The talks, now elevated to full government delegation level after two earlier rounds at ambassadorial level, carry genuine momentum.
And here is the striking reality: there are no fundamental obstacles between Beirut and Jerusalem.
Lebanon wants its sovereignty restored, its borders delimited, its reconstruction financed and its state institutions respected.
Israel wants security on its northern border, a demilitarised buffer zone and the removal of a military threat that has menaced its civilian population for two decades. These are not irreconcilable demands. In the hands of two sovereign governments negotiating in good faith, they are eminently solvable.
The one problem that isn't in the room
The obstacle to peace does not sit at the negotiating table in Washington. It sits in Tehran.
Hezbollah, the Iran-backed Shia militia that dragged Lebanon into war on 2 March by firing rockets at Israel without any mandate from the Lebanese government, has no interest in a peace agreement. Its existence, its funding, its political influence and its military power all depend on the perpetuation of conflict. A Lebanon at peace with Israel is a Lebanon where Hezbollah's armed wing has no justification.
And Hezbollah does not decide for itself. The question of disarmament, explicitly required by the US State Department as a condition for comprehensive peace, is decided in Tehran, not in Beirut's southern suburbs.
Iran's calculation
The Iranian regime's position is clear, even if unstated.
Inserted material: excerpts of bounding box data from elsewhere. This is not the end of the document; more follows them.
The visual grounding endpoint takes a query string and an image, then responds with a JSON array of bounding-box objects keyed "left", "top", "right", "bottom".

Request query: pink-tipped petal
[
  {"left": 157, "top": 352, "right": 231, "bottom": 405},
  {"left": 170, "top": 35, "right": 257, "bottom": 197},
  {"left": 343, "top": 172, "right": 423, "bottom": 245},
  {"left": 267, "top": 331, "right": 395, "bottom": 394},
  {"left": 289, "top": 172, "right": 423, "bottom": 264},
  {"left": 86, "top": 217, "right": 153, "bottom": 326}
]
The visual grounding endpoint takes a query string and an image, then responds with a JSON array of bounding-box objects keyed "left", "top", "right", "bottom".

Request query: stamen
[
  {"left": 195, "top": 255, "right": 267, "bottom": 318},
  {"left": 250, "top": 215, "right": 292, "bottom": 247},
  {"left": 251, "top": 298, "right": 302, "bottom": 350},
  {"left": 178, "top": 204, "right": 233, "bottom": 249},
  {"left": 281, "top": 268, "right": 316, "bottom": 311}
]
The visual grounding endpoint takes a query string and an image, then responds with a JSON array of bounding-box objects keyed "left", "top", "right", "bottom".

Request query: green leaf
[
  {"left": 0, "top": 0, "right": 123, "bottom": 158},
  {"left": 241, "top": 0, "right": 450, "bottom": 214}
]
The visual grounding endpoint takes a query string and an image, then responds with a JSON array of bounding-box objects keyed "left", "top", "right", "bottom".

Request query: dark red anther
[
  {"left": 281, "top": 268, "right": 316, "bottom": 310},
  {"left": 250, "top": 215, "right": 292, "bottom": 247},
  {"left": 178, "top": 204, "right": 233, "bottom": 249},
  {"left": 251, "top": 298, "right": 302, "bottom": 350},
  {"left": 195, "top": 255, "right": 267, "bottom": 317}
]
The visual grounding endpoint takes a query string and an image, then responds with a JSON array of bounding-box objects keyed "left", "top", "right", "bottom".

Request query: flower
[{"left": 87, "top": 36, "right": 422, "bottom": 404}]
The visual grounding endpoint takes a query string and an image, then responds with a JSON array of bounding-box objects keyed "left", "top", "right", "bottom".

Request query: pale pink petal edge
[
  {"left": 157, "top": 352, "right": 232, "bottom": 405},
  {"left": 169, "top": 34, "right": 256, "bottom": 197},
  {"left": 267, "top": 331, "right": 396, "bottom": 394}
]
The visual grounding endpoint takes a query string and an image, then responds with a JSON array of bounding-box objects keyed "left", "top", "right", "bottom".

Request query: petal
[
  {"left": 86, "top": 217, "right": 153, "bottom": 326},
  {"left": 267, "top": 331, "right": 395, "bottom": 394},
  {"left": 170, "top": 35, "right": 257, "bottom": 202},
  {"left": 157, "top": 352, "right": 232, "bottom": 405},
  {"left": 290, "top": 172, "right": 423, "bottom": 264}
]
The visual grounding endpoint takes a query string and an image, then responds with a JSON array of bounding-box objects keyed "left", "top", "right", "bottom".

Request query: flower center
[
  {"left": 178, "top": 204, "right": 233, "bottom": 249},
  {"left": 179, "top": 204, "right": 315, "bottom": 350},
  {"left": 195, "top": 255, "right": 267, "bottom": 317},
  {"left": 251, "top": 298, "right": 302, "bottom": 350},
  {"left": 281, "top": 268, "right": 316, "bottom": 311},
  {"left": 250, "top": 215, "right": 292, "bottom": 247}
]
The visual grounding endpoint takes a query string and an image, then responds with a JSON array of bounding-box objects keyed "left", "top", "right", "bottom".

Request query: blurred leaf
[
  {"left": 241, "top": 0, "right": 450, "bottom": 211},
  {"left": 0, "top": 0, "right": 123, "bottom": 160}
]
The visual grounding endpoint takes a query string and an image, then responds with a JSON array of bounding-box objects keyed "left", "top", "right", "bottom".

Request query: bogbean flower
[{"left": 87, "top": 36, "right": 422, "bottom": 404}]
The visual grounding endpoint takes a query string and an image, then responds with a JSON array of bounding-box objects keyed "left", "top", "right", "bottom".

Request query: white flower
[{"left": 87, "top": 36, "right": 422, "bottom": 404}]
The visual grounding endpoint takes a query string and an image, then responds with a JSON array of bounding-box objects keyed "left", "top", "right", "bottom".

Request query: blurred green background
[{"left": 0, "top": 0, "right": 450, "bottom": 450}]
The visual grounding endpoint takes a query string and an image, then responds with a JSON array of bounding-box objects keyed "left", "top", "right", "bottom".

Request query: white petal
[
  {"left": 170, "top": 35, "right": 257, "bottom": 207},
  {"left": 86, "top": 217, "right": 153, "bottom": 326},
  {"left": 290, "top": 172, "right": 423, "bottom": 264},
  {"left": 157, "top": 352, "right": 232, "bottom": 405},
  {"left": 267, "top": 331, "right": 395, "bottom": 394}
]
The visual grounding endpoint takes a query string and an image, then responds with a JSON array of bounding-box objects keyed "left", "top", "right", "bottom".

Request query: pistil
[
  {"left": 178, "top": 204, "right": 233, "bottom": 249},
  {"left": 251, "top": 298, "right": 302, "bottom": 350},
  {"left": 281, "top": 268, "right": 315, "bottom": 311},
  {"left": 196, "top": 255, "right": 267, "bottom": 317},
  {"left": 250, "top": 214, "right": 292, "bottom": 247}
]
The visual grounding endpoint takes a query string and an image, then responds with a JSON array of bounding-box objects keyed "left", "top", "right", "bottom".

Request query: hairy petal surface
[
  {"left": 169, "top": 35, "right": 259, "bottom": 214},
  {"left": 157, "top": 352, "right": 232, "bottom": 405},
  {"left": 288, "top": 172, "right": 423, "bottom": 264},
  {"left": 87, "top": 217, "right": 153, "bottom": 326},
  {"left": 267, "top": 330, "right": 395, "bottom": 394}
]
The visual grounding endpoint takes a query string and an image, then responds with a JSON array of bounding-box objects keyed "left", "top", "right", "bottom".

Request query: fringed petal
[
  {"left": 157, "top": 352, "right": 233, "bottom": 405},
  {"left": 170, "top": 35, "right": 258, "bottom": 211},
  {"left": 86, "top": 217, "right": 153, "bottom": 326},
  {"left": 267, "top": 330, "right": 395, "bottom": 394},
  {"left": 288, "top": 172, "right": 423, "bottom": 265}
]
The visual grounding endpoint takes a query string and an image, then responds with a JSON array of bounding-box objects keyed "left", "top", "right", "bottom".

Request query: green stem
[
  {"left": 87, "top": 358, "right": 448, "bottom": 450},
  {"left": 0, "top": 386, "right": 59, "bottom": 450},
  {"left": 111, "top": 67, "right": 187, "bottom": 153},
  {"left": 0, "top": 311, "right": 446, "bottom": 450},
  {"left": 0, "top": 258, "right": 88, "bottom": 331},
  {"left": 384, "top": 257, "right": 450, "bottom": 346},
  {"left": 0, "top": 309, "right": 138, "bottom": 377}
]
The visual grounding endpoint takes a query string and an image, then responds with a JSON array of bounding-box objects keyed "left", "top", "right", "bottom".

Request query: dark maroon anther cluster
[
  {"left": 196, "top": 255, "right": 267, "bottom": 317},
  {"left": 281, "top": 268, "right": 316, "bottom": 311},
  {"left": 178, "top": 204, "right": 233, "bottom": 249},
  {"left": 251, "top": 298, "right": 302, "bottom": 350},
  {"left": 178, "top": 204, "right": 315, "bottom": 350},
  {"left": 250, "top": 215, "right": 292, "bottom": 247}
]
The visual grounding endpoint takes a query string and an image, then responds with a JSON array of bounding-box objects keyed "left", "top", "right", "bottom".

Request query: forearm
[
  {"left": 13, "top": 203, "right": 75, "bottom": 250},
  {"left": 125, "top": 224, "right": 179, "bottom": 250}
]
Severely weakened by months of US-Israeli strikes, navigating a leadership crisis following the death of Ali Khamenei, and facing an economy in near-collapse, Tehran still views Hezbollah as its most valuable strategic asset in the Levant, a forward deterrent against Israel and a lever of influence over Lebanese politics that it has no intention of surrendering.
Disarming Hezbollah would mean surrendering that asset entirely. For a regime that has spent four decades and billions of dollars building it, that is not a concession it is prepared to make — ceasefire or no ceasefire, Washington talks or no Washington talks.
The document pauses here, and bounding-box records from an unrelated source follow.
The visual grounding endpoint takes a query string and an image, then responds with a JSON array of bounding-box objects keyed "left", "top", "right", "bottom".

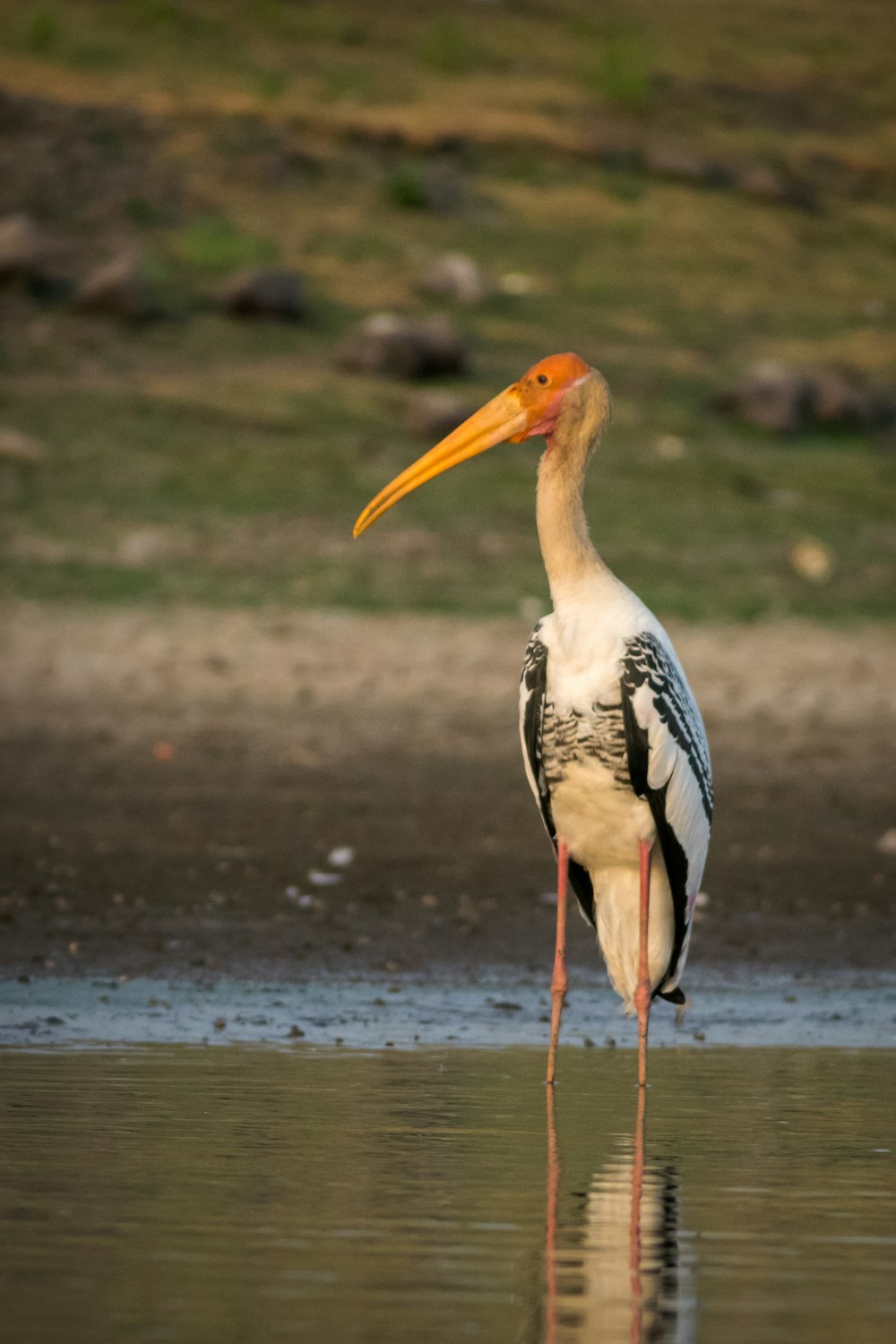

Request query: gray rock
[
  {"left": 220, "top": 271, "right": 305, "bottom": 323},
  {"left": 713, "top": 363, "right": 812, "bottom": 435},
  {"left": 0, "top": 215, "right": 44, "bottom": 281},
  {"left": 418, "top": 253, "right": 490, "bottom": 304},
  {"left": 643, "top": 144, "right": 732, "bottom": 187},
  {"left": 71, "top": 254, "right": 161, "bottom": 322},
  {"left": 737, "top": 164, "right": 814, "bottom": 210},
  {"left": 713, "top": 363, "right": 896, "bottom": 435},
  {"left": 810, "top": 367, "right": 896, "bottom": 429},
  {"left": 404, "top": 392, "right": 476, "bottom": 440},
  {"left": 337, "top": 314, "right": 468, "bottom": 378}
]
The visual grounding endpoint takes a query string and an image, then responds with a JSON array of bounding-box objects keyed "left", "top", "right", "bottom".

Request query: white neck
[{"left": 536, "top": 392, "right": 618, "bottom": 609}]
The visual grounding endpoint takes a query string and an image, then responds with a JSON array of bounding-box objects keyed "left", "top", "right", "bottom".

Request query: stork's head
[{"left": 355, "top": 355, "right": 610, "bottom": 537}]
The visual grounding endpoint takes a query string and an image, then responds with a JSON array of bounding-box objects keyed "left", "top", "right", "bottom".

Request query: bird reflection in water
[{"left": 544, "top": 1088, "right": 694, "bottom": 1344}]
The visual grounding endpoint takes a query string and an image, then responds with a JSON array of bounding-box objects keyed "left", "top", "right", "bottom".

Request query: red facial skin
[{"left": 508, "top": 355, "right": 590, "bottom": 451}]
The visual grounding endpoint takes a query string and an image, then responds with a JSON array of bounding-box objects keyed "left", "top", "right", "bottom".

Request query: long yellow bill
[{"left": 353, "top": 387, "right": 530, "bottom": 537}]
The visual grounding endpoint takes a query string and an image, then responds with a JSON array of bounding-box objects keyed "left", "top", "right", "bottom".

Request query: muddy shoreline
[{"left": 0, "top": 605, "right": 896, "bottom": 981}]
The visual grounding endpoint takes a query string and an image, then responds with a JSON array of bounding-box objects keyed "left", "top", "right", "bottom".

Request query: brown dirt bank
[{"left": 0, "top": 605, "right": 896, "bottom": 978}]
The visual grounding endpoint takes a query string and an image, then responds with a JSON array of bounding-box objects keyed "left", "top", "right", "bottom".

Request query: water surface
[{"left": 0, "top": 1046, "right": 896, "bottom": 1344}]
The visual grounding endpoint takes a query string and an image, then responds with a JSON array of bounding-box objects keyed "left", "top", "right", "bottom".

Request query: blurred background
[
  {"left": 0, "top": 0, "right": 896, "bottom": 989},
  {"left": 0, "top": 0, "right": 896, "bottom": 620}
]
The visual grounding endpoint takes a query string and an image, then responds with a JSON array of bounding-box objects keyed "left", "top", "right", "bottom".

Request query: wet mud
[{"left": 0, "top": 612, "right": 896, "bottom": 981}]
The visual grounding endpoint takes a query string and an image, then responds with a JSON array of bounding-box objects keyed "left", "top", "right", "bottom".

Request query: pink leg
[
  {"left": 634, "top": 840, "right": 651, "bottom": 1088},
  {"left": 547, "top": 840, "right": 570, "bottom": 1088}
]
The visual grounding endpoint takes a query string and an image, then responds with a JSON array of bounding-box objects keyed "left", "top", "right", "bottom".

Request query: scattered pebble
[
  {"left": 790, "top": 537, "right": 834, "bottom": 583},
  {"left": 326, "top": 844, "right": 355, "bottom": 868},
  {"left": 418, "top": 253, "right": 489, "bottom": 304},
  {"left": 874, "top": 827, "right": 896, "bottom": 854},
  {"left": 307, "top": 868, "right": 342, "bottom": 887}
]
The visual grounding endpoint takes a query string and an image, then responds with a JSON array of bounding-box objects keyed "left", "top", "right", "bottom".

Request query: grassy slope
[{"left": 0, "top": 0, "right": 896, "bottom": 618}]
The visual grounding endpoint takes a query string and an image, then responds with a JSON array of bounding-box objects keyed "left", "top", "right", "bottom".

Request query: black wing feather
[
  {"left": 521, "top": 625, "right": 597, "bottom": 927},
  {"left": 619, "top": 634, "right": 712, "bottom": 1003}
]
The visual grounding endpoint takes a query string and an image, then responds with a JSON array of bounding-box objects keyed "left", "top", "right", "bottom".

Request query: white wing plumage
[{"left": 621, "top": 632, "right": 712, "bottom": 994}]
The Washington negotiations can produce meaningful progress on border delimitation, security arrangements, ceasefire consolidation and the framework for Lebanese reconstruction.
They can build the architecture of a peace agreement. What they cannot do - at least not yet - is resolve the fundamental question of Hezbollah's weapons, because that answer does not come from Beirut.
It comes from a regime in Tehran that, for now, has decided the answer is no.